Our Good Shepherd pours down showers of blessings on his people. Those are not neutral, passive terms. Water is a powerful thing. It can carve a canyon out of rock. It can uproot trees and flatten buildings. It can turn a turbine and light a city. But its most amazing power is its power to support life. That power is present even in a gentle shower of rain. In the desert, a little rain can make the landscape come alive.
“Blessing” is likewise a powerful term. The Bible has a number of different words we translate as “bless.” Sometimes it means simply, “Speak well about someone.” When we bless God, that is what we are doing–we are praising him. Sometimes it refers to a state of happiness. When Jesus says, “Blessed are the poor in spirit,” in the Sermon on the Mount, he is saying that they are happy.
But when God blesses, as here, he is using his power to give success, prosperity, longevity, even life itself. When God blesses, things change. The situation improves. His people benefit. When God blesses, he is at work on our behalf.
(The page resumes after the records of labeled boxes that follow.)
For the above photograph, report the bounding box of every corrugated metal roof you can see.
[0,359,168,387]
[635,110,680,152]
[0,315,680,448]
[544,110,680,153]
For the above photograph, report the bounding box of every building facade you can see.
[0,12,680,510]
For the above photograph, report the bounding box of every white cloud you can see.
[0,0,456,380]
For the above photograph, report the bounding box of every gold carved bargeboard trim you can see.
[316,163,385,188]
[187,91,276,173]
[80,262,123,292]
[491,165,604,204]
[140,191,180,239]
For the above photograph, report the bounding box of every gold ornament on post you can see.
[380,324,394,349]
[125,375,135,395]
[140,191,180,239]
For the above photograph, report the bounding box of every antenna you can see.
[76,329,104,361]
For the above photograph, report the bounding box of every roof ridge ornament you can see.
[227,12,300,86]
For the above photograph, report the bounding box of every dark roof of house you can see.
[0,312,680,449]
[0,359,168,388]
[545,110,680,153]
What is that power our Lord uses to shower us with blessings, showers that make life fruitful and feed his people so well? When Jesus was sitting at the well of Jacob, talking to the woman from Sychar, he told her, “If you knew the gift of God and who it is that asks you for a drink, you would have asked him and he would have given you living water…. Everyone who drinks this water will be thirsty again, but whoever drinks the water I give him will never thirst. Indeed, the water I give him will become in him a spring of water welling up to eternal life” (John 4:10, 13-14). What is the life-giving water Jesus gave? Earlier in his book John says, “The Law came through Moses. Grace and truth came through Jesus Christ.” God’s word of grace brings these blessings. It is the message that he loves us though our sins made us unlovely. He has saved us because we can’t save ourselves. It is the good news, the gospel, that is the power of God for the salvation of everyone who believes. That gives life. That feeds faith. That makes things spiritually grow.
Then what happens? “The people will be secure in their land.” His sheep live in safety. Why? “The trees of the field will yield their fruit and the ground will yield its crops.” After World War I, much of Europe teetered on the brink of famine. In order to give people the illusion of having food, some bakeries substituted sawdust for flour in bread. The people felt full after eating, but they were still seriously undernourished.
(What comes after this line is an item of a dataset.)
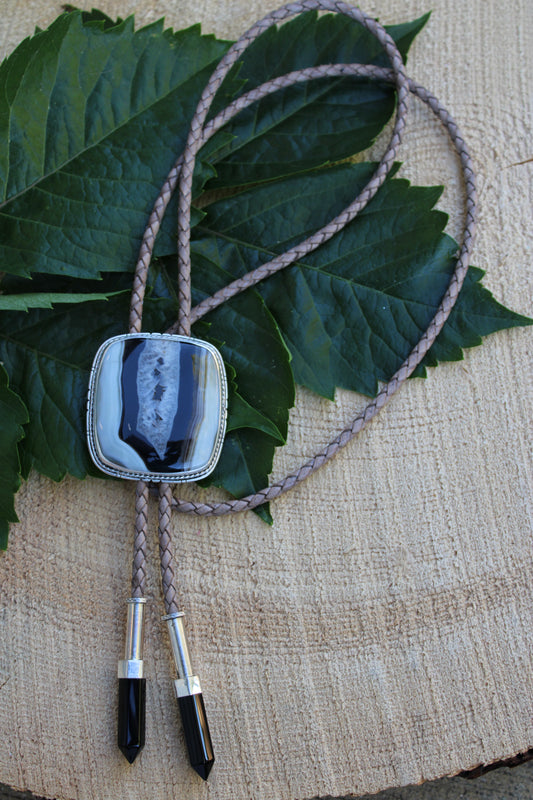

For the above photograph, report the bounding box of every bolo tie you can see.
[87,0,476,780]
Sometimes people eat the spiritual equivalent of sawdust. It gives them the illusion that they are spiritually fed. It may take the form of “God-talk” that is little more than sweet sentiments or speculation. It may be served as moral instruction, loads and loads of it. It doesn’t add strength; it just adds weight. Over time the burden becomes heavier, and heavier, and harder and harder to bear.
But where sins are regularly confessed and forgiven, where God’s grace in sending a Savior is sung and celebrated, where the cross and all it means is preached week in and week out, where Jesus himself regularly offers the forgiveness of sins in his supper, there God is pouring down his blessings. His sheep are being fed, and they are safe from spiritual famine.